In recent interviews here on OStatic, found here and here, we have explored the efforts of H2O.ai, formerly known as Oxdata, which has steadily been carving out a niche with its  open source software for big data analysis and machine learning. You can get the main H2O platform and Sparkling Water, a package that works with Apache Spark, by simply downloading them. You can run them on clusters powered by Amazon Web Services (AWS) and others for just a few hundred dollars, putting powerful artificial intelligence muscle in reach of everyone.

Now, H2O.ai has announced the availability of Sparkling Water 2.0. Sparkling Water 2.0 builds off the popularity of Sparkling Water, H2O.ai's API for Apache Spark, with additional features and functionality. New features include the ability to interface with Apache Spark, Scala and MLlib via H2O.ai's Flow UI, build ensembles using algorithms from both H2O and MLlib and give Spark users the power of H2O's visual intelligence capabilities.

According to H2O.ai:

"Sparkling Water was designed to allow users to get the best of Apache Spark -- its elegant APIs, RDDs and multi-tenant Context -- along with H2O's speed, columnar-compression and fully-featured machine learning algorithms. Sparkling Water also allows for greater flexibility when it comes to finding the best algorithm for a given use case. Apache Spark's MLlib offers a library of efficient implementations of popular algorithms directly built using Spark. Sparkling Water empowers enterprise customers to use H2O algorithms in conjunction with, or instead of, MLlib algorithms on Apache Spark."

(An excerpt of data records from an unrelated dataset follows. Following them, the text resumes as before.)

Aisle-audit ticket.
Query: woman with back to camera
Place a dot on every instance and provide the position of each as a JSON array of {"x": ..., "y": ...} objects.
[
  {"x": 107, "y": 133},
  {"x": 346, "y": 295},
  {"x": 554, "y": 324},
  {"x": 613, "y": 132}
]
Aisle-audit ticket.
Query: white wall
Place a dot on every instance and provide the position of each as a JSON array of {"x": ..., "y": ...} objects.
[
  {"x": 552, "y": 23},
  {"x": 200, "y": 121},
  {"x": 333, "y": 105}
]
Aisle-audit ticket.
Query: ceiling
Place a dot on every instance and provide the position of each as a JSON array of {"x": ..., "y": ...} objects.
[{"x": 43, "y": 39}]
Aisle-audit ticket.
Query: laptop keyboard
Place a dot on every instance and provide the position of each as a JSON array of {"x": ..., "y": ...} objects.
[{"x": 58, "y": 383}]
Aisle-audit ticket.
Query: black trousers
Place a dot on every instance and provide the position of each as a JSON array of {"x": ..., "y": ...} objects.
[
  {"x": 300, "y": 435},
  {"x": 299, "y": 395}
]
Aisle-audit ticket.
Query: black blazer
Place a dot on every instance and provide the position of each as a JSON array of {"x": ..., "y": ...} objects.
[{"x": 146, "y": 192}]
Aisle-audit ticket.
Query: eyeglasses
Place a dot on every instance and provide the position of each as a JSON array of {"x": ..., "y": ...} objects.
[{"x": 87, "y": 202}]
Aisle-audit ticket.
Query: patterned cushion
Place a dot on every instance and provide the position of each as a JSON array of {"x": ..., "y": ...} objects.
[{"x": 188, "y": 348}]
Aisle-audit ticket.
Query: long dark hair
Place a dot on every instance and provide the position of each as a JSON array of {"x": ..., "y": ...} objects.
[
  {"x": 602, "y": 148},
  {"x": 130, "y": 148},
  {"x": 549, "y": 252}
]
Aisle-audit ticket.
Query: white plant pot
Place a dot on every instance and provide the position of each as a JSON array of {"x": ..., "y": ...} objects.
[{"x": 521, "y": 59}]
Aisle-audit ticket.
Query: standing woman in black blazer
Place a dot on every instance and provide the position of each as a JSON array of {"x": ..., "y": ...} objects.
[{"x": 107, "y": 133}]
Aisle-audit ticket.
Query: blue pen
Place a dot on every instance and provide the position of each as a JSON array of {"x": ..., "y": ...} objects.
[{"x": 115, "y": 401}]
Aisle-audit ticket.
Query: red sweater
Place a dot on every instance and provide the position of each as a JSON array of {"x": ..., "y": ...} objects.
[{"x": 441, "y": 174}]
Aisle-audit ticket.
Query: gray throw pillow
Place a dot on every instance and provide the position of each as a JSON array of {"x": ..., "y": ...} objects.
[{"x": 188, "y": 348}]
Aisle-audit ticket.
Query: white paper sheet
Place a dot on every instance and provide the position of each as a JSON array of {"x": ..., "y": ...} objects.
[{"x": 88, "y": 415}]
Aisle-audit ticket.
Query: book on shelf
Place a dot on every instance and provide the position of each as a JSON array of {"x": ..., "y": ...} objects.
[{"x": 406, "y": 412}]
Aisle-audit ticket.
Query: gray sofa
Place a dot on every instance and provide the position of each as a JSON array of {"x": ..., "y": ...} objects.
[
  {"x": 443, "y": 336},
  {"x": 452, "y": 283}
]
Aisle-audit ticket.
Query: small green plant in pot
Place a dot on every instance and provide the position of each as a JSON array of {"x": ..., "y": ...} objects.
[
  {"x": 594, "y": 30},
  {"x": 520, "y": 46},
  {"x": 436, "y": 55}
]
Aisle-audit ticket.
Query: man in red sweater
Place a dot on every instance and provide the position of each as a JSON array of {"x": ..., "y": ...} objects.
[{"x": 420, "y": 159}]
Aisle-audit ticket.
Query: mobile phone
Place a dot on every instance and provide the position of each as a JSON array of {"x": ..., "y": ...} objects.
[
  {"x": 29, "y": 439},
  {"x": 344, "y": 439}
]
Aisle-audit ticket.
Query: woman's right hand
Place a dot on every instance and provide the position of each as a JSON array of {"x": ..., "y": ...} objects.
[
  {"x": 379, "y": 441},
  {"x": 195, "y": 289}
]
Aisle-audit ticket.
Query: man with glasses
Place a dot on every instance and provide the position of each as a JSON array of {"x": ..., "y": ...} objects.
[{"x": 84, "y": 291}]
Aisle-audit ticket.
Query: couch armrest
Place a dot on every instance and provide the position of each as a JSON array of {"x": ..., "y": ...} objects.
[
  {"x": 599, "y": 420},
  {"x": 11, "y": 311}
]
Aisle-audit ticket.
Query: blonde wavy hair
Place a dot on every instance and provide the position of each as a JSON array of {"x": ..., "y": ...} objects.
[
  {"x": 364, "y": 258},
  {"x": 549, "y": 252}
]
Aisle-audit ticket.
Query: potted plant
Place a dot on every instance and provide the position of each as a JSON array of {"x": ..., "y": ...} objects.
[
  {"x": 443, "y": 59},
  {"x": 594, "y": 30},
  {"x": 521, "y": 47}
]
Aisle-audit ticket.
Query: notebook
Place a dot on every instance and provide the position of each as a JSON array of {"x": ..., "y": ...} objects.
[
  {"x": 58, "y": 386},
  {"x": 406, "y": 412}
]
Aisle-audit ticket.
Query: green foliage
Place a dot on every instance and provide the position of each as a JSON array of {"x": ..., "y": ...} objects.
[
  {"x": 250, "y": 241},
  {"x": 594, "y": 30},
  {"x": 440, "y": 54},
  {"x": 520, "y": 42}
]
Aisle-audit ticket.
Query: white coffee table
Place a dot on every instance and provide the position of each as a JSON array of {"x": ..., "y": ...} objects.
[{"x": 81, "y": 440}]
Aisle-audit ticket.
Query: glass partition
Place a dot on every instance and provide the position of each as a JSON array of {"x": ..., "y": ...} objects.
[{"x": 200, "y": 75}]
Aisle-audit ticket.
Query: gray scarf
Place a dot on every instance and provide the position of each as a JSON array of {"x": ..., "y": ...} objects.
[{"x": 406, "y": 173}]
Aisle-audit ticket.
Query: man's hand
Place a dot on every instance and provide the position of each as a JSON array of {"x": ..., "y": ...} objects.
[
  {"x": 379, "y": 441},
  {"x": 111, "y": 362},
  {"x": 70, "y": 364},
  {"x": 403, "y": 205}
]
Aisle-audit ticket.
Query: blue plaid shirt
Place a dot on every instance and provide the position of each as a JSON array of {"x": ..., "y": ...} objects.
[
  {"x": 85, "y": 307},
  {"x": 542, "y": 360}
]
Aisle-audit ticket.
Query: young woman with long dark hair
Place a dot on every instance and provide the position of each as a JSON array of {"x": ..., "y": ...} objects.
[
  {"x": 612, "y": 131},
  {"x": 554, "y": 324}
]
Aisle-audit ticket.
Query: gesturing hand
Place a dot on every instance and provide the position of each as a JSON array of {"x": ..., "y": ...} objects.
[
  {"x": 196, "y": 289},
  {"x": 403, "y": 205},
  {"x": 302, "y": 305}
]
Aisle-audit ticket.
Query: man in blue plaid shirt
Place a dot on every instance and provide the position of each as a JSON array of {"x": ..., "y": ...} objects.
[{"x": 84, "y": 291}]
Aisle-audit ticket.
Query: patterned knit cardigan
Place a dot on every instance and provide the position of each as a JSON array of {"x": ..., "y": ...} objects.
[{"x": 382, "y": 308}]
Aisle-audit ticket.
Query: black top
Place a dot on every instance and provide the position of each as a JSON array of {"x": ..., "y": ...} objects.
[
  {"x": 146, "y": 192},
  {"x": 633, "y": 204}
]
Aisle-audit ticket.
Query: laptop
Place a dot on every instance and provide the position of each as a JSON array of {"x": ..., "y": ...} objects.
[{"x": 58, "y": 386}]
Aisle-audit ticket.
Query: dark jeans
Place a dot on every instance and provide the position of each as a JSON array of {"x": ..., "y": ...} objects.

Spark users may want to take a close look. "Enterprises are looking to take advantage of a variety of machine learning algorithms to address an increasingly complex set of use cases when determining how to best serve their customers," said Matt Aslett, Research Director, Data Platforms and Analytics at 451 Research. "Sparkling Water is likely to be attractive to H2O and Spark users alike, enabling them to mix and match algorithms as required."

 Sparkling Water 2.0 includes many improvements:

Support for Apache Spark 2.0 and backwards compatibility with all previous versions.

The ability to run Apache Spark and Scala through H2O's Flow UI.

Support for the Apache Zeppelin notebook.

H2O feature improvements and visualizations for MLlib algorithms, including the ability to score feature importance.

Visual intelligence for Apache Spark.

The ability to build Ensembles using H2O plus MLlib algorithms.

The power to export MLlib models as POJOs (Plain Old Java Objects), which can be easily run on commodity hardware.

A toolchain for building machine learning pipelines on Apache Spark

 H2O.ai's Director of Marketing, Vinod Iyengar (shown above), told us the following in our interview with him:

"Being open source is the core of who we are at H2O.ai. Open source doesn’t just describe our product offerings, but also our philosophy towards our customers and community. Our machine learning platform H2O and Sparkling Water, our package for Spark, are completely open source and fully available for download at http://www.h2o.ai/download."

"Code is truly getting commoditized and the only defensible asset is community. The relationships we have with our customers are also deepened due to the open source nature of our products. Because H2O and Sparkling Water are open source, our customers are also our community. They take part in H2O not just as consumers, but as developers as well."

 Notably, H2O.ai is also working on a data science hub called Steam, which will eliminate all the DevOps work required to build and deploy artificial intelligence models. With Steam, developers and data scientists will be encouraged to compare models across teams and take them into production without the need for heavy engineering work on the backend. We will follow up on Steam in a post to come soon.